Чуковская Елена Цезаревна[25]
В первый раз я увидела ее близко на открытии выставки Корнея Чуковского в Гослитмузее. Она абсолютно удивительно реагировала на речи выступающих. На каждую реплику следовало изменение мимики лица: удивление, восторг, открытое выражение скуки, усмешка, раздражение. Это была настоящая девочка-подросток, вынужденная жить в образе пожилой женщины.
Мы познакомились. Она живо интересовалась моими архивными расследованиями и позвала меня к себе. Квартира Чуковского на бывшей улице Горького, а теперь Тверской не показалась мне особенно роскошной.
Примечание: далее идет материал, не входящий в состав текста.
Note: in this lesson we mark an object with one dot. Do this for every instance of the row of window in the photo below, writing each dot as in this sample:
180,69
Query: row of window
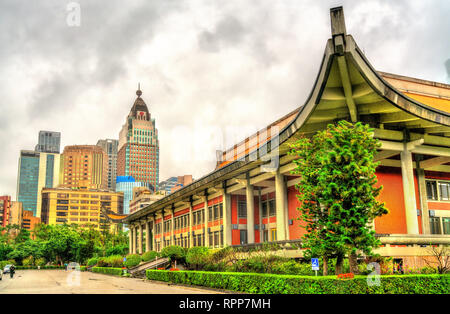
64,195
435,225
215,212
438,190
268,208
Мы сидели в небольшой комнате – бывшей столовой, в которой все стены были в книжных полках.
В смежной комнате за дверью жила когда-то Лидия Корнеевна, на стенах были фотографии Ахматовой, Фриды Вигдоровой и юной Елены Цезаревны (Люши).
С ней, с Люшей, которую все так называли за глаза, в принципе можно было говорить обо всем на свете, у нее было замечательное чувство юмора, острый глаз и умение слушать, а не только говорить. Но при этом в ней не было легкости. Это был человек закрытый, даже жесткий, хотя и очень доброжелательный. Возможно, сказывалась какая-то ее неуверенность в себе. Она морщилась, когда ее называли литератором, мемуаристкой. Ей было трудно стоять рядом со своими именитыми родственниками, хотя она полностью разделила их жизнь и судьбу.
– Дедушка гениально придумал завещать весь свой архив мне, – иронизировала над собой она, – он же знал, что я его не подведу.
Она вправду не подвела. Отдала почти всю жизнь на разбор и публикацию его наследия. Но о К. Ч. говорила всегда с юмором и очень легко; его раздвоенность, страхи, игру с советской властью никогда не оправдывала – и тут эхом слышался отзвук речей Лидии Корнеевны. Хотя историю травли Чуковского Крупской Елена Цезаревна рассказывала всегда очень страстно, не жалея обидчиков деда.